Global markets endured a hefty selloff overnight with significant losses on both sides of the Atlantic.
In Europe the UK’s FTSE 100 shed 135 points (-2.3%) to settle at 5704, whilst the French CAC (-2.7%) and German DAX (-2.8%) also slumped sharply.
Stateside, the Dow Jones let go of 125 points (-1%) to settle at 13075, whilst the S&P 500 (-1%) and Nasdaq (-1.5%) were off a similar amount.
It was the second biggest decline of the year for the S&P, with all markets suffering at the hands of a disappointing Spanish bond auction.
Also weighing on sentiment was a revised reading of eurozone business activity in March, which confirmed contraction, as well as a decline in eurozone retail sales in February.
In US economic news, 209,000 new private-sector jobs were added in March, roughly in line with expectations for an increase of 200,000 jobs.
The private-sector jobs report is seen as a preview to the government employment report due Friday.
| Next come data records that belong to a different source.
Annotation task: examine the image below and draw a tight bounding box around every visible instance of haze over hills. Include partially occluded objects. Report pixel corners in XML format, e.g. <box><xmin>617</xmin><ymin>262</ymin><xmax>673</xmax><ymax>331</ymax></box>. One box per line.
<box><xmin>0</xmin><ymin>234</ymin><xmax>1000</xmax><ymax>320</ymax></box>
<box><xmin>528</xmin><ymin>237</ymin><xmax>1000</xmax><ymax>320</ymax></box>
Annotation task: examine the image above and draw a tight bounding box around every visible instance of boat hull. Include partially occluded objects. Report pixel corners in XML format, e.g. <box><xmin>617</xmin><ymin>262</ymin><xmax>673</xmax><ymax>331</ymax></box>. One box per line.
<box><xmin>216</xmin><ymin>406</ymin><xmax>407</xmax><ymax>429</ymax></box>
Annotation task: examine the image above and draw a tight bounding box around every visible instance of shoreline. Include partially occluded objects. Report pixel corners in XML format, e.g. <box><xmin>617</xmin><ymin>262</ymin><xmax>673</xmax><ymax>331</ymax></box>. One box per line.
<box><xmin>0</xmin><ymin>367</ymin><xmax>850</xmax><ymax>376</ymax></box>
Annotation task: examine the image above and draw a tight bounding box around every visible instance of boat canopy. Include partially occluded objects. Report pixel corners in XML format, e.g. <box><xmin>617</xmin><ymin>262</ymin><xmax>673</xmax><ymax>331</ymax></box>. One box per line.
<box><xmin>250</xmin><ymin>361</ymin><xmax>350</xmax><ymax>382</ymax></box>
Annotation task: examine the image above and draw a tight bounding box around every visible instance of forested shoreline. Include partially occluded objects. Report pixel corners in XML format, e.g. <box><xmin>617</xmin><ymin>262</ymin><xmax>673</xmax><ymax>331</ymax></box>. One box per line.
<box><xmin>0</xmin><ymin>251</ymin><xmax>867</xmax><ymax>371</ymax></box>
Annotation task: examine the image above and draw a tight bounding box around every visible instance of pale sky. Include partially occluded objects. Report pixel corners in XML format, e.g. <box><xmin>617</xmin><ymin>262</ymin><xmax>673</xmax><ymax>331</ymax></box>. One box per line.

Separately, a reading on service-sector activity in March came in a touch below expectations.
The Aussie dollar continued its recent slide and is currently buying US$1.028, whilst the euro fell to the lowest in almost a month against the US dollar after demand declined at a Spanish bond auction, adding to concern the region is struggling to overcome its sovereign-debt crisis.
Gold fell to a 12-week low on signs that the US Fed won’t provide more economic stimulus, boosting the greenback and eroding the appeal of precious metals as alternative investments. Silver tumbled 6.7%.
Elsewhere, oil tumbled after the Energy Department said US stockpiles surged the most since 2008 as domestic crude output climbed to the highest level in 12 years.
There is no major local economic data due out for today’s session.